Stanford physicist Amir Safavi-Naeini named 2022 Moore Inventor Fellow

Stanford applied physicist Amir Safavi-Naeini has been awarded a 2022 Moore Inventor Fellowship for his promising invention proposal—a chip that uses nanoscale mechanical oscillators to detect proteins with unprecedented sensitivity and speed.

The fellowship supports scientist-inventors who design new tools and technologies with a high potential to accelerate progress in the areas of scientific discovery, environmental conservation, and patient care.

This year, the foundation received nearly 200 nominations, from which five fellows were selected. Each fellow will receive a total of $825,000 over three years, including $50,000 per year from their home institution.

“The Moore Inventor Fellowship recognizes the power of innovation to solve problems and reimagine our world,” said Harvey V. Fineberg, president of the Gordon and Betty Moore Foundation, in the award announcement. “We are pleased to recognize the spectrum of disciplines, ideas, and approaches embodied in this group of fellows.”

“Support from the Moore Inventor Fellowship will allow my team to develop and demonstrate how chips that contain large arrays of detectors can quickly sense the mass of proteins,” said Safavi-Naeini, an associate professor of applied physics at Stanford’s School of Humanities and Sciences.

Oliver Hitchcock, Wentao Jiang, Matthew Makysmowych, and Felix Mayor—all graduate students in the Safavi-Naeini lab—have been developing nanoscale mechanical resonators for this purpose. Safavi-Naeini’s award-winning chip design will improve upon and increase the performance and scale of chips already made in his lab. Once made, the chip will need a whole system to function and work with other chips. They will collaborate with Michael Roukes and his group at Caltech to integrate this chip into a mass spectrometry system.

Scaling up this invention such that a single chip contains a large number of mechanical oscillators is a critical component of its success, Safavi-Naeini explained.
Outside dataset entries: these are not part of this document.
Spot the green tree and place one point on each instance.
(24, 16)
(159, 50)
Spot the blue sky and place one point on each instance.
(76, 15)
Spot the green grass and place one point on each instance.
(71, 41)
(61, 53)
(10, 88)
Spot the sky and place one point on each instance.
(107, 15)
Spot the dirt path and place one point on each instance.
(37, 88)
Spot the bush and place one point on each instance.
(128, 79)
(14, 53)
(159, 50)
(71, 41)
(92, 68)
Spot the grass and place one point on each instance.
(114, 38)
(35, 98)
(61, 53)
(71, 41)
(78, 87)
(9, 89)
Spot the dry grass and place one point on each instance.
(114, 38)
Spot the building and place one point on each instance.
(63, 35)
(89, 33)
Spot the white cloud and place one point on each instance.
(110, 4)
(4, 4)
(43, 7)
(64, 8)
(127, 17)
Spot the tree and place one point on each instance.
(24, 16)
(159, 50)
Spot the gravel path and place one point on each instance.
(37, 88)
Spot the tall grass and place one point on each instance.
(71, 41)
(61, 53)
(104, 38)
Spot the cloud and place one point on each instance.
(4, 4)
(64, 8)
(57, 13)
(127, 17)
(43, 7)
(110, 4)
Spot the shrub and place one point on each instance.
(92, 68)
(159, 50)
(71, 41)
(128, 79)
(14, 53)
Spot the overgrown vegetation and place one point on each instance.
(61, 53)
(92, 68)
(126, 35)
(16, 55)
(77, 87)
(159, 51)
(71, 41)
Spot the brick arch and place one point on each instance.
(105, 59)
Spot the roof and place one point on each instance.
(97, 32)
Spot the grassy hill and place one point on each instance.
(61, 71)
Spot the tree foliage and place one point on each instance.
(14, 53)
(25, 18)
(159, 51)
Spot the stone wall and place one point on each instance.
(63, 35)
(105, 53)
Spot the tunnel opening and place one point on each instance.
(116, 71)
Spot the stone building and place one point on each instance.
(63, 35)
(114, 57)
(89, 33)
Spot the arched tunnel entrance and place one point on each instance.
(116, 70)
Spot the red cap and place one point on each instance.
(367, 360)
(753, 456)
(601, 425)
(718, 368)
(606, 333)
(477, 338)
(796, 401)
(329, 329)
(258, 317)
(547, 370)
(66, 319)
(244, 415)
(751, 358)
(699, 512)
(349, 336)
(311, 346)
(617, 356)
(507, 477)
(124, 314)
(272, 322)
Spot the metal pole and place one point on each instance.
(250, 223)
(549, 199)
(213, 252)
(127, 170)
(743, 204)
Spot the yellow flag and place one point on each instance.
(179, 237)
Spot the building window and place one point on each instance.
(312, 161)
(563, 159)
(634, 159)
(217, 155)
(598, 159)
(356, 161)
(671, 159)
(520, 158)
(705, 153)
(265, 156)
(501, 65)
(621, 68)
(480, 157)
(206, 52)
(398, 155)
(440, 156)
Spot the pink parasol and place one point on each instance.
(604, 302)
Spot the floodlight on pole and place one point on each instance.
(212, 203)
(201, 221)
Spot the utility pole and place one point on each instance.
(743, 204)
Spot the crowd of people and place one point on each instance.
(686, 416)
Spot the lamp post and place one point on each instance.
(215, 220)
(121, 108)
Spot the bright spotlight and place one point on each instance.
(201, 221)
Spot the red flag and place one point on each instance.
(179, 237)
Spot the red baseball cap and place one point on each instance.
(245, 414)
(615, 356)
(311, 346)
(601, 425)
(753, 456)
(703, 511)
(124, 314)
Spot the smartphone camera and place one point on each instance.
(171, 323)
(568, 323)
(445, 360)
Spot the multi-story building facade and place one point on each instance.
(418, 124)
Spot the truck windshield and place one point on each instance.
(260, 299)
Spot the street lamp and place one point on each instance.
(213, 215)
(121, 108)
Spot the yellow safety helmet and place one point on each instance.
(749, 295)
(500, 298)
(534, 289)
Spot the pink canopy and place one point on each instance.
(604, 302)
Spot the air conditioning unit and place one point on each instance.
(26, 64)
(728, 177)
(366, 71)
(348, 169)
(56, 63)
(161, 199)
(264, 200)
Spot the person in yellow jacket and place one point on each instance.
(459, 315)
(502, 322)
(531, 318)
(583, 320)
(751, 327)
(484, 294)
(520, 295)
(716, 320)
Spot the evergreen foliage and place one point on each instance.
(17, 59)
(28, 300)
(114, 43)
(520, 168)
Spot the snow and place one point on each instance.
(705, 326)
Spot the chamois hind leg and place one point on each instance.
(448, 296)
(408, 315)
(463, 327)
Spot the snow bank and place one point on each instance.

“We want to create a technology that's capable of identifying a significant fraction of the proteins in a cell in a reasonable amount of time—and there are roughly a few billion proteins just in a single cell,” Safavi-Naeini said. “What we’re really pushing for are arrays of 10,000 to maybe 100,000 devices on a chip that are sensitive enough to distinguish different proteins by their masses.”

Achieving this goal will require a multipronged approach and a lot of resources and support. “If we're successful,” Safavi-Naeini said, “this will someday be a useful tool for understanding biology and detecting disease. It could also open new opportunities in the emerging field of quantum sensing.”